My short essay Gamification is Bullshit was a very widely read provocation, but it was never meant to be a complex argument. I’ve finally written a longer, more detailed version of that argument in an article titled “Why Gamification Is Bullshit.” It will appear in Steffen P. Walz and Sebastian Deterding’s forthcoming collection The Gameful World: Approaches, Issues, Applications, to be published by MIT Press later this year.

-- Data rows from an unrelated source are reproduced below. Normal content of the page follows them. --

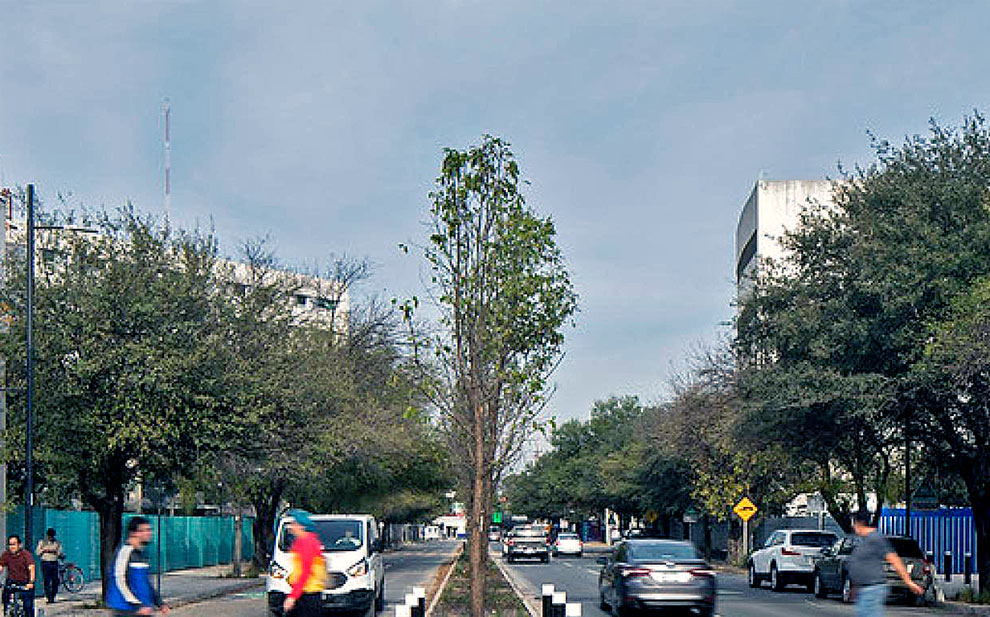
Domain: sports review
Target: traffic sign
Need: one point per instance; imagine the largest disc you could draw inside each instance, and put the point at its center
(745, 509)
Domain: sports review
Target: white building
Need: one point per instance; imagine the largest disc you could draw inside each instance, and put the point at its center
(773, 207)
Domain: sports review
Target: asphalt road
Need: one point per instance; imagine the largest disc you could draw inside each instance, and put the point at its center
(579, 578)
(413, 566)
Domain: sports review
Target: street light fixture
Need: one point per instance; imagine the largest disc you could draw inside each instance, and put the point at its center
(29, 325)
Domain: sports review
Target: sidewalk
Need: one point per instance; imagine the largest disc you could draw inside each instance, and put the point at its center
(178, 588)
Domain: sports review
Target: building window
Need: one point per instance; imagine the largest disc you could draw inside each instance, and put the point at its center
(326, 303)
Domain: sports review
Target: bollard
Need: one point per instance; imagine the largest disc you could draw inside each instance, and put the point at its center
(420, 593)
(558, 601)
(547, 595)
(413, 603)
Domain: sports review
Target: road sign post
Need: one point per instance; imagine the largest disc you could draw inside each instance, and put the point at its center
(745, 510)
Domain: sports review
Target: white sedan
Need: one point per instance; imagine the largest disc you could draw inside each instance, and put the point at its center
(568, 544)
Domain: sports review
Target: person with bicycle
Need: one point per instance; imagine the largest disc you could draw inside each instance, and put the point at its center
(130, 591)
(49, 550)
(19, 566)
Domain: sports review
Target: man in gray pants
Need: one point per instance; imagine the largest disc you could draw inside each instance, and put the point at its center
(865, 568)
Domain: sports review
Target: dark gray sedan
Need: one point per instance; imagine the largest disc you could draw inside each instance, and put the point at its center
(656, 574)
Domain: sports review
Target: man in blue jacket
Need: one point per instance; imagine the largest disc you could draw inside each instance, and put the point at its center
(130, 591)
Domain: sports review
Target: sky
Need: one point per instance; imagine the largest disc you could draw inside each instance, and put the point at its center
(640, 126)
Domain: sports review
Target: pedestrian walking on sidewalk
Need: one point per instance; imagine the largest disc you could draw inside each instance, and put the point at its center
(865, 568)
(49, 550)
(309, 570)
(18, 564)
(131, 592)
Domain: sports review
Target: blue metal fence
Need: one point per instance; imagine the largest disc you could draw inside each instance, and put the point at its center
(947, 529)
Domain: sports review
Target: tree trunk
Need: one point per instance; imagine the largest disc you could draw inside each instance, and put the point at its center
(266, 508)
(111, 512)
(477, 536)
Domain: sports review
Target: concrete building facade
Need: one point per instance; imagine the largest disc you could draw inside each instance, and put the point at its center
(773, 207)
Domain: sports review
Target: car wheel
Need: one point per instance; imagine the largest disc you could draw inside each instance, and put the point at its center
(776, 580)
(846, 590)
(819, 586)
(380, 599)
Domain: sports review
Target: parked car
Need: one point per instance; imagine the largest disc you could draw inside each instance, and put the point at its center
(656, 574)
(527, 543)
(788, 556)
(831, 574)
(355, 569)
(568, 544)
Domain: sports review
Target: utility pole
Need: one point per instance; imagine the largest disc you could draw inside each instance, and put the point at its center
(29, 322)
(6, 202)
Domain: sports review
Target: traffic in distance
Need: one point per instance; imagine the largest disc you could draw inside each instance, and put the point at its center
(795, 572)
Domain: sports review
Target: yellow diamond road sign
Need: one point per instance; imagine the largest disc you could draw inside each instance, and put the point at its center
(745, 509)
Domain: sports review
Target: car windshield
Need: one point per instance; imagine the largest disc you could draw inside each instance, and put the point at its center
(335, 535)
(818, 540)
(662, 551)
(907, 547)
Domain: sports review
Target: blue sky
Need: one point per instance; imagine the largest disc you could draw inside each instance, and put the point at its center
(641, 126)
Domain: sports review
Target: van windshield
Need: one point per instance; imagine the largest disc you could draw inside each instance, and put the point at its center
(335, 535)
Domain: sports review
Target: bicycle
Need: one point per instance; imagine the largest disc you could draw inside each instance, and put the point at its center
(15, 604)
(71, 576)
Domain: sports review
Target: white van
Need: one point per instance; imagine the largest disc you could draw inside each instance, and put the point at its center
(355, 569)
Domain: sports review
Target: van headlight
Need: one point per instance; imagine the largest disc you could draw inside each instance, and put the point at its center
(358, 569)
(276, 571)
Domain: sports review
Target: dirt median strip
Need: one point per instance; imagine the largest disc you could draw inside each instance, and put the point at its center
(530, 604)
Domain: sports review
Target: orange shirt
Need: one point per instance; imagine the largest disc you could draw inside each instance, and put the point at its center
(309, 569)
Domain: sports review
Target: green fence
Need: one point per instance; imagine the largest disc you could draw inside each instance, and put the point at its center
(186, 541)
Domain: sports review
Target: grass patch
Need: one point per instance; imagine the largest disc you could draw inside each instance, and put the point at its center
(500, 600)
(969, 594)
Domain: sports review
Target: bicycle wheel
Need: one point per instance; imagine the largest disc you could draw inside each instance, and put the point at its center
(15, 608)
(73, 579)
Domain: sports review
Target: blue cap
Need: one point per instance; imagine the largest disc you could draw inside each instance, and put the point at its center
(303, 518)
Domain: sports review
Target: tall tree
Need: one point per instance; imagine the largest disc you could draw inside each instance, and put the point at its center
(504, 295)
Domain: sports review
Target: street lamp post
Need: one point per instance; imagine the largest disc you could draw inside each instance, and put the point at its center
(29, 420)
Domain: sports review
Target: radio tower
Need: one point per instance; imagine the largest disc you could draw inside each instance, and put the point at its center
(167, 112)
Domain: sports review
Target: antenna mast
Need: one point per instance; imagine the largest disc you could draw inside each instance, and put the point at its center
(167, 113)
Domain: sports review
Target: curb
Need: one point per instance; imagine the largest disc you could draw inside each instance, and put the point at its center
(530, 605)
(183, 601)
(443, 584)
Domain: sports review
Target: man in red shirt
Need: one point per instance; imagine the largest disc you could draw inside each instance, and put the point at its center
(309, 570)
(19, 566)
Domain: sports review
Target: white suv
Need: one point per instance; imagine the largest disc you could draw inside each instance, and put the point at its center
(355, 569)
(788, 557)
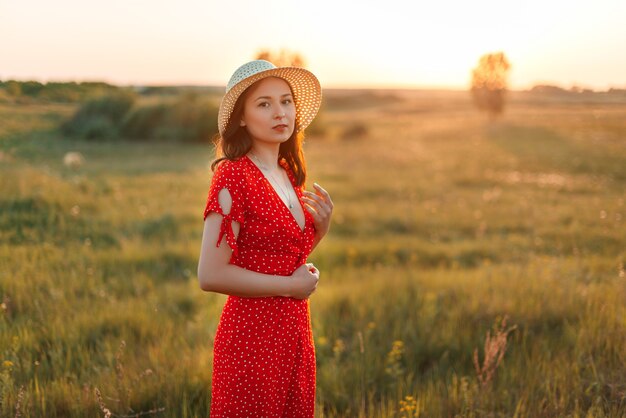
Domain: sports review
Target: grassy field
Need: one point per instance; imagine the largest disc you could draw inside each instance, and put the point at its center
(445, 225)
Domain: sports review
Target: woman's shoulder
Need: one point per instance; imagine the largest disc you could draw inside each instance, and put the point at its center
(238, 169)
(232, 167)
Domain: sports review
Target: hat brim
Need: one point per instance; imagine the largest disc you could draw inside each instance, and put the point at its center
(306, 89)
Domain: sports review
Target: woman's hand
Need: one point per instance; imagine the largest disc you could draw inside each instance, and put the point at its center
(304, 281)
(320, 206)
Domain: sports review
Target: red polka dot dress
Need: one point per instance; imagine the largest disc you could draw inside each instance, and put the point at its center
(263, 354)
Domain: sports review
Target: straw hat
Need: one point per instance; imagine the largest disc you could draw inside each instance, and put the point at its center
(307, 92)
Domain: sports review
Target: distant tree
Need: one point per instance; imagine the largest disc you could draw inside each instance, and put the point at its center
(283, 58)
(489, 83)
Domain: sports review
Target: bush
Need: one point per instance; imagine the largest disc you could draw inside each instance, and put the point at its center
(187, 119)
(100, 118)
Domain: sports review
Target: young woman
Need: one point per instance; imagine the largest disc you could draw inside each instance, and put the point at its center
(260, 226)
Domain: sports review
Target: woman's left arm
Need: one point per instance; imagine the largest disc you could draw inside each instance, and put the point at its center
(320, 206)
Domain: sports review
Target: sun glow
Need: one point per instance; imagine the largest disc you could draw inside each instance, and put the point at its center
(346, 43)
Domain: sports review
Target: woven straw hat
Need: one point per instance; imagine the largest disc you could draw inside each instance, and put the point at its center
(307, 92)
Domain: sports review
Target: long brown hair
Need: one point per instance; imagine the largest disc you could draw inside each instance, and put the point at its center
(235, 143)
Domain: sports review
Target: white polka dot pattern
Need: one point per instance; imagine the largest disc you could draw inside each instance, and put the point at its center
(305, 87)
(263, 354)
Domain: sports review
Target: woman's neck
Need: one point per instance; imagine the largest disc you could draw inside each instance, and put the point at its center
(265, 156)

But I have to admit, I’ve been anxious making all of you wait for it. So I thought I’d post occasional excerpts. Here’s one:
Given the long tradition of business intelligence in the enterprise, why might gamification proponents not connect their efforts to such historical examples in order to make their products and services more palatable and appealing? Partly because nobody wants to talk about OLAP and data mining, partly because selling IT solutions is far more complex than selling marketing, sales, and human resources solutions, and perhaps even partly because the gamification community just doesn’t know about that part of industrial history.
But most of all: the uncertainty and opportunity presented by a flood of young (and therefore inexpensive) millennials coming of age and looking for work, and the weird and incomprehensible appeal of games among that population (particularly in the minds of older managers and executives) combine to make a game-based solution seem both sexier and more relevant to today’s business goals. Among those goals: corporate middle- and upper-managers who have to make themselves and their divisions appear creative and winsome while also keeping up with competitors by ticking the latest trend boxes without giving in to the ennui of meaningless corporatism. No executive wants to attend a conference on “new approaches to business intelligence through smart dashboards.” By comparison, a conference on gamification sounds like a trip to Disneyland.